When the dust has settled and your state of mind returns to one of near equilibrium, I think we have to try and treasure the memories of the times spent in LOS and the adventures we had there. Think about it, what else comes close? Sure you
could go out and buy a sports car or a boat, but when all is said and done they're just inanimate objects. You can never replicate the thrills and the feelings that you experience with other people. This is what makes us the people we are.
These are the memories that burn themselves into our brains. Do you remember your last car? I'll bet not, at least not with any affection.
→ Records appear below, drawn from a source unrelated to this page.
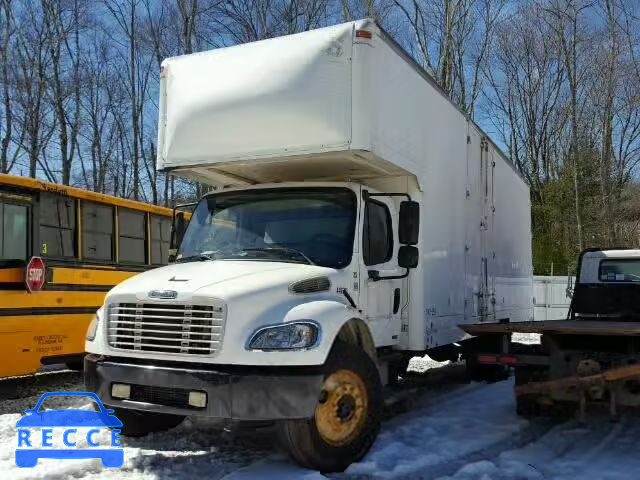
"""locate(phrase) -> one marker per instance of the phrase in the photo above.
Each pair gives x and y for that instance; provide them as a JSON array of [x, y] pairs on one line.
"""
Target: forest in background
[[556, 83]]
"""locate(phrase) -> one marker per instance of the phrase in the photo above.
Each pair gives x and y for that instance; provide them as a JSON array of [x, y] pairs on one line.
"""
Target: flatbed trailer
[[592, 358], [559, 327]]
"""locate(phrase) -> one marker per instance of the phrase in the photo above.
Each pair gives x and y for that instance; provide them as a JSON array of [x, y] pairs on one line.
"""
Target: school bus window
[[132, 233], [97, 231], [57, 226], [13, 237], [160, 235]]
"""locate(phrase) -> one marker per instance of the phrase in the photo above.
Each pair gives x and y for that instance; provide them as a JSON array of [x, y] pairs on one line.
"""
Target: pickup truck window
[[300, 225], [619, 270]]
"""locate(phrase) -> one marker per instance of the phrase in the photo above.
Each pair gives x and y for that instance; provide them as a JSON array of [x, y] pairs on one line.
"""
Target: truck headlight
[[93, 326], [290, 336]]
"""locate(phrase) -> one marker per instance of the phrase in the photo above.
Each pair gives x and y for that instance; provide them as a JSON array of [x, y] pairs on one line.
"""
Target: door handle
[[396, 300]]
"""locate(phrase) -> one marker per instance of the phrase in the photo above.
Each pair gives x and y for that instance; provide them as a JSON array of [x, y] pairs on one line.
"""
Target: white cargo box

I'll bet you remember all of the girls you kissed in Thailand though. I'll bet that there's
a smile playing across your lips even now, as you remember her, the places you went, the things you did together.



So then, let's not castigate the poor guy who despite all the warnings has fallen head over heels with a girl he met in a bar. He's just embarking on a journey many of us have already made. He's going to experience the highest of the highs but he'll have to pay for those highs with feelings of desperation, loneliness and hopelessness. At least he's going to feel something. Don't pity him, pity suburban man sat in his armchair watching Coronation Street every night, waiting for life to show him a reason to wake up in the morning. Life is short, get out there and experience things.


Don't hold grudges, don't pre-judge and maybe, just maybe you'll come out the other end with a smile on your face.